The following are just a few of the many documented ways in which exercise boosts both short-term and long-term health outcomes:
- Diabetes management. In people already diagnosed with diabetes, exercise is a crucial strategy for both reducing blood glucose levels and optimizing the body’s insulin sensitivity.
- Lower blood pressure. Physical activity improves strength for many types of muscle, including the heart. This, in turn, limits the effort required for pumping blood, eventually leading to lower blood pressure. A guide from the Mayo Clinic recommends 150 minutes of exercise per week to see the full benefits.
- Fewer aches and pains. Yes, some muscle soreness is to be expected after an intense exercise session. Over time, however, exercise actually reduces those aches and pains that persistently bother you when you’re trying to study or complete a paper. Experts at the Mayo Clinic explain that, without strong supporting muscles, the joints may be subject to more stress.

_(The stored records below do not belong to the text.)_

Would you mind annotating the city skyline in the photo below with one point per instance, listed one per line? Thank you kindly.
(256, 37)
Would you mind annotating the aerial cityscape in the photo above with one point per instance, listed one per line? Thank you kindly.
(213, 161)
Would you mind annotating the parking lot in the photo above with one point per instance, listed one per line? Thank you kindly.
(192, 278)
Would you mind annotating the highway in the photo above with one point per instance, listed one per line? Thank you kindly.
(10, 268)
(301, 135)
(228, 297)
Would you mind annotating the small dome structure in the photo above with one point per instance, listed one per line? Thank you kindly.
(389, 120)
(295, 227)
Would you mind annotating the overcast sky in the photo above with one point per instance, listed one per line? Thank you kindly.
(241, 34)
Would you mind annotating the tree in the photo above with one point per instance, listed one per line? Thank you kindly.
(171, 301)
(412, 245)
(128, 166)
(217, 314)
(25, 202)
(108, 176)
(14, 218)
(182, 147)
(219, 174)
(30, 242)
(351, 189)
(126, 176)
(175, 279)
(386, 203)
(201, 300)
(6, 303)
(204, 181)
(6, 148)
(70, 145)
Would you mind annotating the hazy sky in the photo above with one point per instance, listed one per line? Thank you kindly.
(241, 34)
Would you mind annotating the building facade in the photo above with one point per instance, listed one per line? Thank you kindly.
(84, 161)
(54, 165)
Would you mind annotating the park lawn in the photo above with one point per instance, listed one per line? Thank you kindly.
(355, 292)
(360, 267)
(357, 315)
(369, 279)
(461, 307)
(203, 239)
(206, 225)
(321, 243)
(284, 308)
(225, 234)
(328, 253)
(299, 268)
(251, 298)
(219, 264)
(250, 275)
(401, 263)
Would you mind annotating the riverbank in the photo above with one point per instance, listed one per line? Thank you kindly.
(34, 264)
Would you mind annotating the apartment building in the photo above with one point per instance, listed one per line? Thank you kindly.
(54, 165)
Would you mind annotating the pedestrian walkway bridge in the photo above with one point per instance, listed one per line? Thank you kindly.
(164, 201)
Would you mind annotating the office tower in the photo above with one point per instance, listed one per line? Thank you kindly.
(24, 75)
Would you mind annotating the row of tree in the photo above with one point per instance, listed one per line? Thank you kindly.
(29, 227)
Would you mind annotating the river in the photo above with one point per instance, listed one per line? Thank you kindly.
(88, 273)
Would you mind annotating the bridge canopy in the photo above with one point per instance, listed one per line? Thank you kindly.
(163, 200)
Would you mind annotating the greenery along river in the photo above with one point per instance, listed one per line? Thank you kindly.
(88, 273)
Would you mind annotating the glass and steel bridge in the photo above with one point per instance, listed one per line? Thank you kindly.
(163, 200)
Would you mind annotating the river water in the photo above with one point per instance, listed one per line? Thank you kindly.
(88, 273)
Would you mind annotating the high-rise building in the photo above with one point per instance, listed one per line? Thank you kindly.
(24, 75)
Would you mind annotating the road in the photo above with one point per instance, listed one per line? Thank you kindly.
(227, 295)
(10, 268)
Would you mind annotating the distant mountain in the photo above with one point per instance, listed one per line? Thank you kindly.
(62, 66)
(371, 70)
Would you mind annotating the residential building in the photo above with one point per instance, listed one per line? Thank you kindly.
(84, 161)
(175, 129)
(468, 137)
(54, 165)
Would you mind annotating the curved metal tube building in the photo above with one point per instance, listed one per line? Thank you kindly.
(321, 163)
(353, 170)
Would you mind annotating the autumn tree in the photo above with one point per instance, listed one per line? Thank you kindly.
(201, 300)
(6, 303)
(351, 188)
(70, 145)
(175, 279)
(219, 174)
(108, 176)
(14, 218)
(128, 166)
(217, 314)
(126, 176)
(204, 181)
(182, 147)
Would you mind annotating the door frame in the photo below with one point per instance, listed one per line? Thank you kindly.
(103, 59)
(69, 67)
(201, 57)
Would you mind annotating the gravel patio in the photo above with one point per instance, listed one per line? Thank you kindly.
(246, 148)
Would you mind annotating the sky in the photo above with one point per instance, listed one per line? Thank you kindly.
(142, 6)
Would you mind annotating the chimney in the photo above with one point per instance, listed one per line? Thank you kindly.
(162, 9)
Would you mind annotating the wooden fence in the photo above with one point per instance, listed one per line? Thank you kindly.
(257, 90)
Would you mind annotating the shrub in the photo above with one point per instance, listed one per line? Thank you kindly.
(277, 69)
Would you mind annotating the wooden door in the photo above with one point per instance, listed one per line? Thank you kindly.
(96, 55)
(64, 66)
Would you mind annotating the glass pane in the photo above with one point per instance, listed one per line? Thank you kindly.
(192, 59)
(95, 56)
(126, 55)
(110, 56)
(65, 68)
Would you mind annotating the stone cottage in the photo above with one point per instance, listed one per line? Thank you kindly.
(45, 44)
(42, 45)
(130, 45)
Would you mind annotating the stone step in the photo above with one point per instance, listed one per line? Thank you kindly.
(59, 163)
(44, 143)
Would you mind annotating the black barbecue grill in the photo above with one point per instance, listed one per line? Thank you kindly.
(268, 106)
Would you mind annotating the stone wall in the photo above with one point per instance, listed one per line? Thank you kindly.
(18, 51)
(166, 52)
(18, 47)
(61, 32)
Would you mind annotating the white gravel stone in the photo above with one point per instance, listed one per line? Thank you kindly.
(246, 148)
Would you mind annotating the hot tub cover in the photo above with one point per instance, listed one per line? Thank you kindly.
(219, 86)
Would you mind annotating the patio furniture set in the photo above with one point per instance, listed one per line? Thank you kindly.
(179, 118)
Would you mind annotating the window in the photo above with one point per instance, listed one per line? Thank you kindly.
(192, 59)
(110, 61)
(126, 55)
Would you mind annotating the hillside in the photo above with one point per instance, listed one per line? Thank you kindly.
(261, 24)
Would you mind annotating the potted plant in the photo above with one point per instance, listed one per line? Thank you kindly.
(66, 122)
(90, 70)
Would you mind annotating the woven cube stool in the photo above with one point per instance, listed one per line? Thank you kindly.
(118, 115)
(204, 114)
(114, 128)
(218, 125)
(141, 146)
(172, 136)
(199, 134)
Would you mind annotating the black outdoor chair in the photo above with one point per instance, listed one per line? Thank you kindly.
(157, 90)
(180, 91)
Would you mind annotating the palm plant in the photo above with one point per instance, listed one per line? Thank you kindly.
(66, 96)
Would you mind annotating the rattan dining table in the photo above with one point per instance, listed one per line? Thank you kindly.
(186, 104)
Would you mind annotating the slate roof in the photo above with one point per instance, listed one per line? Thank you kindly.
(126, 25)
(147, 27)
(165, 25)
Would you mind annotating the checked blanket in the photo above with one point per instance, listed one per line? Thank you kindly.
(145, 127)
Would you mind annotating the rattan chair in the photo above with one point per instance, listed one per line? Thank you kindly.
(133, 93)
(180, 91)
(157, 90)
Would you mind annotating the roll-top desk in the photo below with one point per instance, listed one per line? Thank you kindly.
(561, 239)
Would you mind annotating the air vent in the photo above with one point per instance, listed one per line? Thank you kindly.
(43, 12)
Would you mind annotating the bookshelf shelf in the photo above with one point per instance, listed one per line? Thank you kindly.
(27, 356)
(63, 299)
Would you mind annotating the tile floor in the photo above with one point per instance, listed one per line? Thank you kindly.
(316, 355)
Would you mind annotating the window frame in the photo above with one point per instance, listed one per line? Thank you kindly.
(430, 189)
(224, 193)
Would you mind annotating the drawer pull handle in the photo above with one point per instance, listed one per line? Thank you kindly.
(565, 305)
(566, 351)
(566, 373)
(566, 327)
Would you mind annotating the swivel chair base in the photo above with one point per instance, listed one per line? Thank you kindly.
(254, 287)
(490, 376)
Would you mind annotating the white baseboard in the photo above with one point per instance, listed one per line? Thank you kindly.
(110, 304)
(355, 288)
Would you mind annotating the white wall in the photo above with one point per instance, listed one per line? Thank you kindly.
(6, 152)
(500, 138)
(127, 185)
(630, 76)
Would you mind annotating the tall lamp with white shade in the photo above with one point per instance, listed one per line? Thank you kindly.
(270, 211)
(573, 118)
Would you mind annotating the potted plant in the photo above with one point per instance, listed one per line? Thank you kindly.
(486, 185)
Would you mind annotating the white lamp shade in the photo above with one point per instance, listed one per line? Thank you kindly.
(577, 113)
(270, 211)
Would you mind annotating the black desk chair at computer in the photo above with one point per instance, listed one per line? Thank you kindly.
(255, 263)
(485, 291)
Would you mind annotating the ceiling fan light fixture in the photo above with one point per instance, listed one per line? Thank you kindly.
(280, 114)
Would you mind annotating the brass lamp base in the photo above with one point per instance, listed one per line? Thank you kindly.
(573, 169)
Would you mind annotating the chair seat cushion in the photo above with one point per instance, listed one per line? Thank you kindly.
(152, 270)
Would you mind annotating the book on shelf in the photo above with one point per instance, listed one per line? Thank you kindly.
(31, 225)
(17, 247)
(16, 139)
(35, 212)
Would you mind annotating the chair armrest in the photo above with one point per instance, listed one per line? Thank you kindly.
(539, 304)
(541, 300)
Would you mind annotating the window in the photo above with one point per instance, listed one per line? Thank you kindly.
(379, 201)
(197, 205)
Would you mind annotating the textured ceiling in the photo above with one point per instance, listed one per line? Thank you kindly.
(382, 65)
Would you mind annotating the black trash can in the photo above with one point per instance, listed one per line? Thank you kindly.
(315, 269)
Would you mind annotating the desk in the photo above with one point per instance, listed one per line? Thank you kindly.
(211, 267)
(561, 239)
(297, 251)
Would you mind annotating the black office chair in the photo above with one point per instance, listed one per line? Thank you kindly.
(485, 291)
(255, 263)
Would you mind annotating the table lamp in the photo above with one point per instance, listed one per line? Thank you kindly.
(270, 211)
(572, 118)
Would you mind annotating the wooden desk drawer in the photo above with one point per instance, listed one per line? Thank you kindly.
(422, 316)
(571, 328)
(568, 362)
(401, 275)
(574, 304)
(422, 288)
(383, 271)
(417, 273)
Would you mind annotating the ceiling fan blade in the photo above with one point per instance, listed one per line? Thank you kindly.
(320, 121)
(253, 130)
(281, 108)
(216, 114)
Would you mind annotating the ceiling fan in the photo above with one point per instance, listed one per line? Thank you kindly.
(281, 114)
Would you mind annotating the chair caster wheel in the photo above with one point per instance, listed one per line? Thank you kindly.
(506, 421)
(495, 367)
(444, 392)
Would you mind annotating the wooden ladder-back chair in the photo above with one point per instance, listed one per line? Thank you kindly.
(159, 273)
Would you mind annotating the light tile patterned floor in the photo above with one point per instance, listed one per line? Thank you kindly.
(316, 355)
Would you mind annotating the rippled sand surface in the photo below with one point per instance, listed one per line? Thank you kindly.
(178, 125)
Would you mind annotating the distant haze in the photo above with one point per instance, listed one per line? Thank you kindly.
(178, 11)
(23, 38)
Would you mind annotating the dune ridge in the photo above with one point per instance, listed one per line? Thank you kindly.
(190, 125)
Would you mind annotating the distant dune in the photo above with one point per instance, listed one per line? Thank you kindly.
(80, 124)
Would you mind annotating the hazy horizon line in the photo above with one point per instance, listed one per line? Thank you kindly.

- Better immune system. If you regularly find yourself dealing with colds or other illnesses, your sedentary lifestyle may deserve at least some of the blame. By simultaneously increasing blood and lymph flow, exercise drives improvements in immune circulation. Specialized immune cells, in particular, are recruited after exercise, so they can more quickly wipe out problematic pathogens. Over time, this can result in fewer respiratory tract infections, as verified by a study from the British Journal of Sports Medicine.
Whether you’re intent on improving your long-term health or enjoying quick boosts to your MBA performance, physical activity is as close to a cure-all as you’re going to find. Commit to moving your body at least a few times a week, and you just might find that your entire outlook as a student — and as a person — changes for the better.